Epilepsy is one of the most common neurologic conditions with active disease present in almost 7 out of 1000 people in the U.S. (Theodore, et al. 2006). The consequences of epilepsy can be quite debilitating with regard to cognitive, psychiatric, and psychosocial aspects of life (Berg. 2011,Schachter. 2006). Memory complaints are especially prevalent in individuals with epilepsy and can be more debilitating than the seizures themselves (Aldenkamp and Arends. 2004). Traditionally, memory testing for epilepsy patients has consisted of neuropsychological assessments within a single session over several hours. However, new forms of memory deficits were uncovered with serial testing over days to weeks; a phenomenon termed “accelerated long term forgetting” which has been shown to have a strong association with epilepsy (Fitzgerald, et al. 2013).

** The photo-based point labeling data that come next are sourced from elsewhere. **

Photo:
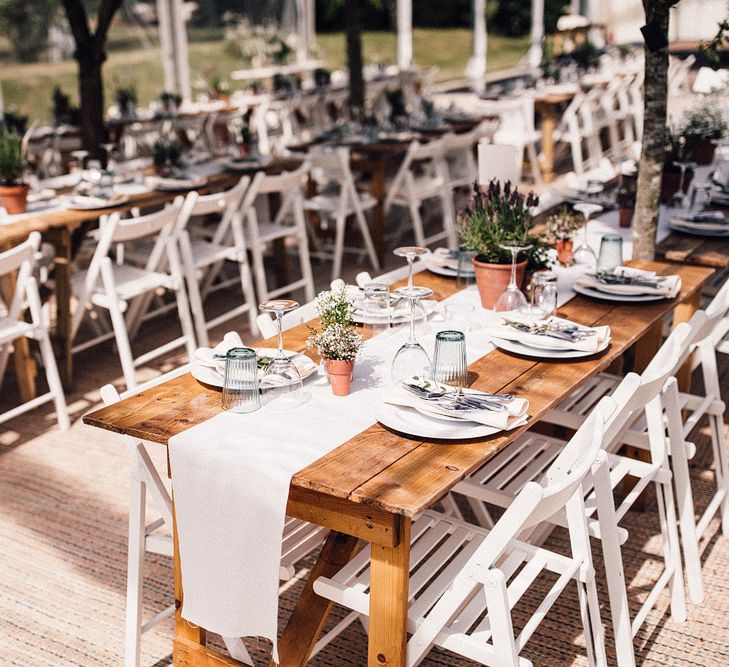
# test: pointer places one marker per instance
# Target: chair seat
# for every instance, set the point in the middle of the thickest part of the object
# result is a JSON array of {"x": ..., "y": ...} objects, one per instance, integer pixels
[
  {"x": 11, "y": 329},
  {"x": 205, "y": 253},
  {"x": 527, "y": 460},
  {"x": 270, "y": 231},
  {"x": 426, "y": 187},
  {"x": 130, "y": 281},
  {"x": 329, "y": 203},
  {"x": 440, "y": 548}
]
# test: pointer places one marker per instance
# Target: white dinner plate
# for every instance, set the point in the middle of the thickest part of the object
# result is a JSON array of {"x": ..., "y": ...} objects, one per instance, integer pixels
[
  {"x": 210, "y": 376},
  {"x": 446, "y": 270},
  {"x": 85, "y": 203},
  {"x": 411, "y": 422},
  {"x": 699, "y": 231},
  {"x": 399, "y": 316},
  {"x": 543, "y": 353},
  {"x": 625, "y": 298}
]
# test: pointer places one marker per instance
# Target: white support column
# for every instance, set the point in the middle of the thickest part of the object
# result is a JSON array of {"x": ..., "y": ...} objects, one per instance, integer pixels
[
  {"x": 476, "y": 68},
  {"x": 404, "y": 34},
  {"x": 182, "y": 61},
  {"x": 173, "y": 43},
  {"x": 534, "y": 57},
  {"x": 166, "y": 42}
]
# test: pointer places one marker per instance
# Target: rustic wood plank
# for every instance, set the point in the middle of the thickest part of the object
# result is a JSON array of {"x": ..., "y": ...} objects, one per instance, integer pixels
[
  {"x": 311, "y": 611},
  {"x": 187, "y": 653},
  {"x": 389, "y": 580},
  {"x": 344, "y": 516}
]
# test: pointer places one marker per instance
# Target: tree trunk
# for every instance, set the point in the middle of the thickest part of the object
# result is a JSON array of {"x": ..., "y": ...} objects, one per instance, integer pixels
[
  {"x": 654, "y": 137},
  {"x": 91, "y": 91},
  {"x": 353, "y": 20}
]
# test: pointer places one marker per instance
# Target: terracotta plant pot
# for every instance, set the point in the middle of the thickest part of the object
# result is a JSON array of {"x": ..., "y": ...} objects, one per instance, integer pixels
[
  {"x": 702, "y": 152},
  {"x": 626, "y": 216},
  {"x": 340, "y": 375},
  {"x": 564, "y": 251},
  {"x": 493, "y": 279},
  {"x": 14, "y": 198}
]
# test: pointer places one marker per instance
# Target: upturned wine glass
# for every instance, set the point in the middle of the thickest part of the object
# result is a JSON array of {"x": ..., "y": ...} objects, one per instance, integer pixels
[
  {"x": 281, "y": 384},
  {"x": 584, "y": 255},
  {"x": 512, "y": 298},
  {"x": 411, "y": 359}
]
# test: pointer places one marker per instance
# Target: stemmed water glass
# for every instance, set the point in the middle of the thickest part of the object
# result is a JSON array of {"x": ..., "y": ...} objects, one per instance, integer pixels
[
  {"x": 411, "y": 359},
  {"x": 512, "y": 298},
  {"x": 281, "y": 384},
  {"x": 681, "y": 198},
  {"x": 584, "y": 255}
]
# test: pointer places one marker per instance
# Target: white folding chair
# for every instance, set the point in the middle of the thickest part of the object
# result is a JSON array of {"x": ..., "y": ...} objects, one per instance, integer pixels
[
  {"x": 339, "y": 200},
  {"x": 650, "y": 399},
  {"x": 299, "y": 539},
  {"x": 203, "y": 260},
  {"x": 500, "y": 162},
  {"x": 17, "y": 264},
  {"x": 516, "y": 128},
  {"x": 288, "y": 186},
  {"x": 459, "y": 153},
  {"x": 465, "y": 580},
  {"x": 423, "y": 176},
  {"x": 125, "y": 290}
]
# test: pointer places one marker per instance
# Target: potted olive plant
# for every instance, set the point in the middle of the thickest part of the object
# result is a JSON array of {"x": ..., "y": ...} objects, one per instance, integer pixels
[
  {"x": 500, "y": 215},
  {"x": 337, "y": 342},
  {"x": 703, "y": 126},
  {"x": 13, "y": 191},
  {"x": 560, "y": 228}
]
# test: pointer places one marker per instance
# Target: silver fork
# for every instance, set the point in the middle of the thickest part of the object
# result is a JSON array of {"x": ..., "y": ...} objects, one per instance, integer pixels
[{"x": 465, "y": 403}]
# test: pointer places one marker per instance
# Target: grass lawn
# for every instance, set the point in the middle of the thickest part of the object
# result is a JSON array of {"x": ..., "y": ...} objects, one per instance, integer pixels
[{"x": 28, "y": 87}]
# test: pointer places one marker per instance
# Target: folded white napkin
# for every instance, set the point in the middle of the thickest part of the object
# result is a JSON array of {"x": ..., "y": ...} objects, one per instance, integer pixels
[
  {"x": 669, "y": 286},
  {"x": 515, "y": 415},
  {"x": 443, "y": 257},
  {"x": 590, "y": 344}
]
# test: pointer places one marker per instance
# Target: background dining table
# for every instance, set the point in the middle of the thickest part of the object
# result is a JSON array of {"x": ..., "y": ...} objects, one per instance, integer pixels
[
  {"x": 62, "y": 228},
  {"x": 370, "y": 487}
]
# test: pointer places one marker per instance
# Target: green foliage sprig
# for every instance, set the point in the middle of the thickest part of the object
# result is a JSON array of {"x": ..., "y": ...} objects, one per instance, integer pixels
[{"x": 12, "y": 163}]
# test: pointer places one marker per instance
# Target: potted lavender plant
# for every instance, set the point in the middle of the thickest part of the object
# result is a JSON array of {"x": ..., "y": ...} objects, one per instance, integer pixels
[{"x": 499, "y": 215}]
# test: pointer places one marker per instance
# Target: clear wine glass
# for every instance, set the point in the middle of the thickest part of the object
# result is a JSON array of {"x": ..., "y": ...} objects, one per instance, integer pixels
[
  {"x": 411, "y": 359},
  {"x": 680, "y": 198},
  {"x": 410, "y": 253},
  {"x": 281, "y": 384},
  {"x": 584, "y": 255},
  {"x": 512, "y": 298}
]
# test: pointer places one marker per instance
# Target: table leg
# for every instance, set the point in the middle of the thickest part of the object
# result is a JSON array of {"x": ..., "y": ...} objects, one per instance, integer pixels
[
  {"x": 378, "y": 212},
  {"x": 311, "y": 611},
  {"x": 647, "y": 346},
  {"x": 683, "y": 313},
  {"x": 389, "y": 576},
  {"x": 23, "y": 362},
  {"x": 62, "y": 275},
  {"x": 549, "y": 122}
]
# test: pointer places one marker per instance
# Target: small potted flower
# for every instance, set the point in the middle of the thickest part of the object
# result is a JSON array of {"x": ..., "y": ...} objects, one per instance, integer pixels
[
  {"x": 560, "y": 228},
  {"x": 337, "y": 342},
  {"x": 13, "y": 189},
  {"x": 702, "y": 126},
  {"x": 500, "y": 215}
]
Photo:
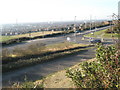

The role of sleep in memory processing and consolidation has been highlighted in a number of studies (Stickgold. 2005). Memories, once encoded, are subsequently stabilized, enhanced, elaborated and integrated into existing memory networks. The hippocampus plays a central role in the acquisition of new memories which over time become encoded in neocortical regions (Hasselmo and McClelland. 1999). Memory enhancement, at least for motor and visual discrimination, has been shown to be a sleep-dependent process (Stickgold and Walker. 2005). The important components of sleep that seem to be involved in the processing of memories include sleep spindles and the duration slow wave sleep (SWS) (Stickgold. 2005). Studies assessing memory consolidation in epilepsy patients have been limited. In one of the few studies in adult patients, verbal memory consolidation was been shown to correlate with SWS (Deak, et al. 2011). Studies analyzing children with focal epilepsy have highlighted an impairment in sleep dependent memory consolidation and the adverse impact of interictal epileptiform discharges (Sud, et al. 2014,Galer, et al. 2015). Given the limited data available in adults and some conflicting data in children, it would be especially useful to determine whether there is evidence of memory consolidation in the epilepsy monitoring unit to understand the phenomenon better and evaluate factors which may have an influence on this process.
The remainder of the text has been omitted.